RAG-VR: Leveraging Retrieval-Augmented Generation for 3D Question Answering in VR Environments
Shiyi Ding, Ying Chen
TL;DR
The paper addresses the challenge of applying large language models to VR where context is highly localized and personalized. It proposes RAG-VR, a retrieval-augmented 3D QA system running on an edge server, combining a VR knowledge extraction pipeline, a compact retrieval-augmented database, and a two-tower retriever training to select relevant facts. It demonstrates that RAG-VR improves answer accuracy by 17.9% to 41.8% and reduces end-to-end latency by 34.5% to 47.3% compared with two baselines, while generalizing across five VR scenes. The work shows that lightweight LLMs on edge hardware can support accurate, responsive VR QA, paving the way for scalable, context-aware VR applications.
Abstract
Recent advances in large language models (LLMs) provide new opportunities for context understanding in virtual reality (VR).

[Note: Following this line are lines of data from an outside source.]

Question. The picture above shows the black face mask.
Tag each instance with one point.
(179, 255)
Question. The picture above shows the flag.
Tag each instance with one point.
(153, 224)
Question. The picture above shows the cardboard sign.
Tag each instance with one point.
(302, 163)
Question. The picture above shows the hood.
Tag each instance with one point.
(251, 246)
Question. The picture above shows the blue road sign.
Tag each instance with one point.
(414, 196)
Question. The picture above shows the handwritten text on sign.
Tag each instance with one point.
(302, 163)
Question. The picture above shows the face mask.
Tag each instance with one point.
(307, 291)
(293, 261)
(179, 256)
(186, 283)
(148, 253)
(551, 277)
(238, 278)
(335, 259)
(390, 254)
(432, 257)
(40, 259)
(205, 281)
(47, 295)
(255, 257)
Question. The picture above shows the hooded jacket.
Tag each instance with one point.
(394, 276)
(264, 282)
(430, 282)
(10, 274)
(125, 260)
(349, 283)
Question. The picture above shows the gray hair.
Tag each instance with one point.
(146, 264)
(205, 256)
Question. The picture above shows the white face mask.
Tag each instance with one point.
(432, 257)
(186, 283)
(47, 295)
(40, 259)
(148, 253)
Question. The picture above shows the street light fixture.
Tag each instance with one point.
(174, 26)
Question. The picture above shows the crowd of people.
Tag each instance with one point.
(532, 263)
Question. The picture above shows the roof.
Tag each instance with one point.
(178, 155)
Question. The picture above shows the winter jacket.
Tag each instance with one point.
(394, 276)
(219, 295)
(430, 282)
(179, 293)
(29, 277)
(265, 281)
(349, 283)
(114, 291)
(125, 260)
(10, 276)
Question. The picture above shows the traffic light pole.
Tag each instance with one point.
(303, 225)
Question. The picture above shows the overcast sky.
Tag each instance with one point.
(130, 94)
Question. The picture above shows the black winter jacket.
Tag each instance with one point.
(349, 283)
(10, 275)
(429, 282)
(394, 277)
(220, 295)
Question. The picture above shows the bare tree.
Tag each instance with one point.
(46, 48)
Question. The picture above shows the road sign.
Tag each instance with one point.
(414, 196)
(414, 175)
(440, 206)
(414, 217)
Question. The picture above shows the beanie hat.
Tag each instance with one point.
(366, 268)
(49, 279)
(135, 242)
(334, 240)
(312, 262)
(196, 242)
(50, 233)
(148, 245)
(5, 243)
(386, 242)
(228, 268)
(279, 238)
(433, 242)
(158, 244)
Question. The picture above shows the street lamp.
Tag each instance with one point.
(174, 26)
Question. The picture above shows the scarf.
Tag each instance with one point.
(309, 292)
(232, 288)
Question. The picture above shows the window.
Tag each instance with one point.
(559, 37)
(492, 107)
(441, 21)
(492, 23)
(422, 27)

However, VR contexts are often highly localized and personalized, limiting the effectiveness of general-purpose LLMs. To address this challenge, we present RAG-VR, the first 3D question-answering system for VR that incorporates retrieval-augmented generation (RAG), which augments an LLM with external knowledge retrieved from a localized knowledge database to improve the answer quality. RAG-VR includes a pipeline for extracting comprehensive knowledge about virtual environments and user conditions for accurate answer generation. To ensure efficient retrieval, RAG-VR offloads the retrieval process to a nearby edge server and uses only essential information during retrieval. Moreover, we train the retriever to effectively distinguish among relevant, irrelevant, and hard-to-differentiate information in relation to questions. RAG-VR improves answer accuracy by 17.9%-41.8% and reduces end-to-end latency by 34.5%-47.3% compared with two baseline systems.